Zellers, a smart and affable politician, clearly understands the importance of a strong, simple story. His profile story testifies to that insight. Zellers’ personal narrative creates a trajectory that deftly reinforces his conservative, “no new taxes” public policy commitments.

As Zellers tells it, his family’s farm life sources his conservative policy goals and values. Their story is individual triumph in adversity’s face, leading him to conclude that government, more than growing conditions, climate, rainfall, global competition, monopolistic market forces, and access to financial capital, was the farmer’s greatest foe. It’s a compelling tale, particularly the part about a two-acre low-spot “stolen” from his grandfather with a wetlands’ designation.

The truth, however, is a trickier thing.

In his story, Zellers neatly skips over the considerable public investments that created the opportunity to leave North Dakota farm life and work in Minnesota Republican politics. Zellers’ family didn’t live “off the grid” in isolation. He received a fine Devils Lake, ND, public school education. He graduated from the University of North Dakota, another publicly funded facility. He lives in and represents Maple Grove, MN, a community that has benefitted enormously from public infrastructure investments. In short, Zellers pretends not to see the structural elements that create community prosperity.
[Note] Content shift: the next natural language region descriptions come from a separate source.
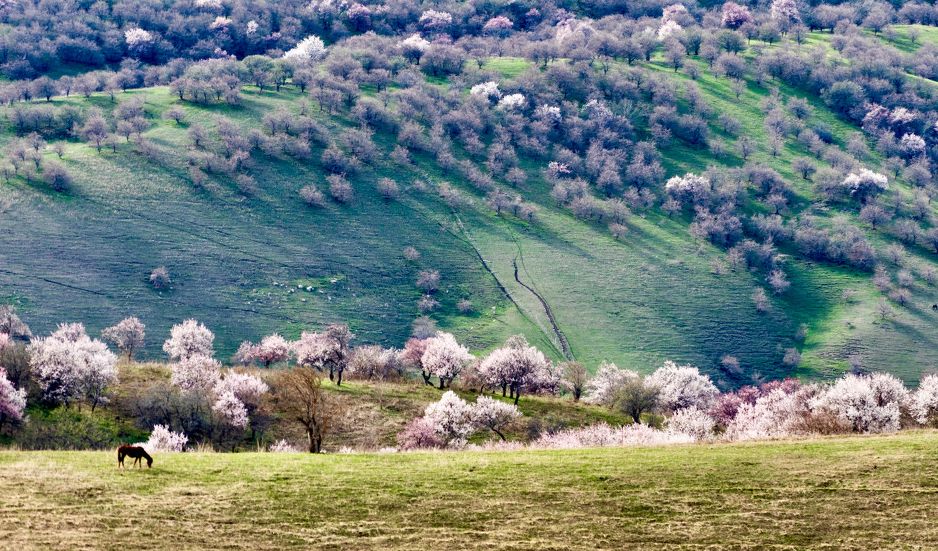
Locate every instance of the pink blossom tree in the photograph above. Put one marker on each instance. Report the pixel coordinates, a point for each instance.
(516, 367)
(164, 440)
(451, 418)
(196, 374)
(12, 400)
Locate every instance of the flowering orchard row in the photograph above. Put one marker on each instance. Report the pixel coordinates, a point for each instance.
(70, 367)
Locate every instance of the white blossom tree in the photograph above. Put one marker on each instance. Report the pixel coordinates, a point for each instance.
(445, 358)
(693, 422)
(164, 440)
(196, 374)
(271, 349)
(127, 335)
(12, 400)
(681, 386)
(604, 388)
(68, 365)
(516, 367)
(231, 410)
(309, 50)
(493, 414)
(923, 403)
(414, 47)
(451, 418)
(328, 350)
(869, 403)
(189, 338)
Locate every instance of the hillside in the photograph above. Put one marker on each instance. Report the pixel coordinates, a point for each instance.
(372, 416)
(852, 492)
(251, 264)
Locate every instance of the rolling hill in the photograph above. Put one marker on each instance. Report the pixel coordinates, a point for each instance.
(252, 264)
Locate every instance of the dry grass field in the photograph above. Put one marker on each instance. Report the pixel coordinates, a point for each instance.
(844, 493)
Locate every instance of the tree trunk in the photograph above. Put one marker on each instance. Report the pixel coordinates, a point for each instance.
(315, 441)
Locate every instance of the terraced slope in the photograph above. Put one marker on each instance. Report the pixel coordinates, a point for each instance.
(247, 266)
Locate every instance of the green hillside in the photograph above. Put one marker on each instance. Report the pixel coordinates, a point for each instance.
(862, 493)
(250, 265)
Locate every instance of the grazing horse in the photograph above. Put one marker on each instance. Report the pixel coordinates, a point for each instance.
(138, 453)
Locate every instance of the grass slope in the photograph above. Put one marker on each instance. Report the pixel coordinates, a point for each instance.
(845, 493)
(237, 261)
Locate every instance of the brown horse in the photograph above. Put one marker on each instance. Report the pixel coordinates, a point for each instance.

Zellers, like conservative policy leaders before him, is working to create a Minnesota policy environment that directs public investment’s outcomes to a smaller, more select group of wealthy Minnesotans. He’s compromising Minnesota’s strong schools, affordable healthcare systems, transportation infrastructure and job-creating economic development investments for a narrower public policy vision that impoverishes our state.

Minnesotans need, in short, public policy that expands opportunity. Zellers continues the Pawlenty policy tradition. His rhetoric and actions make that entirely clear.